Dickens’ A Tale of Two Cities also has characteristics of
van Gennep’s structure. For this blog post, I’m going to talk about the second
phase i.e. the phase of liminality with reference to the French revolution and
the figure of Jacques. Victor Turner, building up on van Gennep’s analysis,
gives the few dominating characteristics of the liminal phase which are
sexless-ness, anonymity and homogeneity.
All the French peasants partaking in the revolution are
called Jacques. This not only signifies the homogeneity that is to say that
every French peasant at that point is of equal standing and exactly equal to
one another but also it ensures the anonymity of the revolutionaries.
Moving on to the point of sexless-ness which Turner
emphasized with sexual continence is also present here. During the
revolutionary movement, gender plays a secondary role to the class identity and
the Jacques-ness becomes more important. Madame Defarge tells the women
“We can kill as well as the man when the place is taken!”

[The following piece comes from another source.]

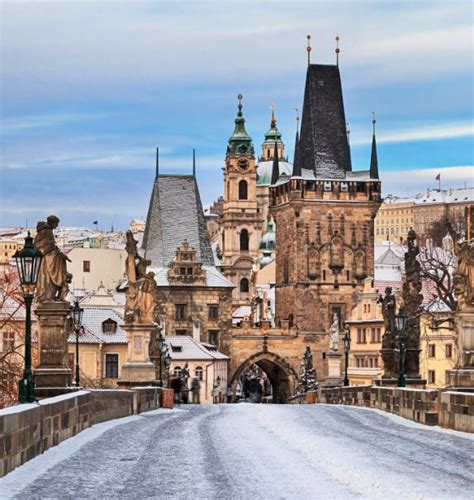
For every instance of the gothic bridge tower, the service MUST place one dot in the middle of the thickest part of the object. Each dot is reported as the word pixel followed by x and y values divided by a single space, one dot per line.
pixel 324 215
pixel 241 221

Gender then takes a backseat and what becomes important is
the revolution.
Finally, the main idea behind the liminal phase is that it
overthrows the current social order and identities such class and the power
attached to those identities no longer define people’s behavior. The revolution
becomes the liminal phase where the peasants finally rise up against the
existing social order and the power and authority of the French aristocracy no
longer limits or dictates the actions of the French peasantry.